Şirketlerin çoğu verimliliği arttırmak için, yeni ürün geliştirme ve teknolojik gelişmelerden yararlanır. Bu gelişmelerden yararlandıkça örgütler daha sağlam temellere oturmakta ve çalışma ortamı sistemli ve standart hale gelmektedir.
Ne var ki, bu şekilde işi sistemli ve standart hale getirmek her zaman başarının garantisi değildir. Etkin bir örgütlenmeye gidildiği halde işlerin iyi gitmemesi çok sık rastlanan yönetim sorunlarından birisidir. Bunun nedeni, insanların yaptıkları işler aşırı standartlaştırıldığında uyuşuk ve kayıtsız bir hale gelmesidir. İnsanları iş yaparken motive eden, girişimciliği ve olumlu yaklaşımları koruyan örgütlenme ve çalışma yöntemlerinin neler olduğunu saptamak ve uygulamak durumundayız. Eski bir Japon Atasözü “Ruhsuz bir Buda heykeli yapmanın” bir yararı olmadığını belirtir. Aynı şekilde yarattığımız örgüt ne kadar mükemmel olursa olsun, iş görenler motivasyondan yoksunsa, bunun hiçbir yararı olmaz ve üretkenliği de zedeler. ( Kondo, 1999, 190 )

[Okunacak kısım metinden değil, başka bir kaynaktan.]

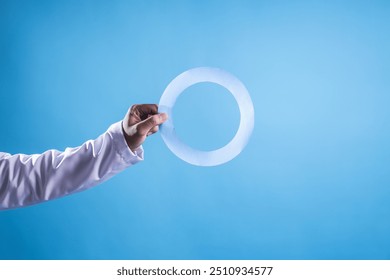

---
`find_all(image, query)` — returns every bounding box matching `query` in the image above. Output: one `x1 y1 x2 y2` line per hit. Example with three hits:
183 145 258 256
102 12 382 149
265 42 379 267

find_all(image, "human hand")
122 104 168 151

Motivasyon aslen içten gelir. Yöneticiler, çalışanların motivasyonlarını koruma ve örgüt enerjisini sürdürme ya da yeniden oluşturma konusunda teşvik edebilirler. Eğer yönetici örgüt amaçları konusunda coşkulu davranırsa, çalışanlar da aynı biçimde karşılık verecektir. Burada dikkat edilmesi gereken diğer konu yöneticilerin çalışanlara bir şeyler yaptırmak için otoriter emirler vermemesidir. Yöneticiler yön gösterici, çalışanlara problemlerini çözmeleri yönünde cesaret verici olmalıdır. Çalışanların, çalışmalarının sorumluluğunu üstlenmelerine izin vermelidir.
Motivasyon, kişilerin istedikleri doyumu elde etmeleri yönünde teşvikle oluşur. Burada zor olan insanların ne istediğini ve çabalarının karşılığına nasıl bir değer biçildiğinin bilinmesidir. İnsanlar, çabalarının karşılığına ne kadar yüksek değer biçilirse o kadar da ellerinden geleni yapma konusunda gayret göstereceklerdir.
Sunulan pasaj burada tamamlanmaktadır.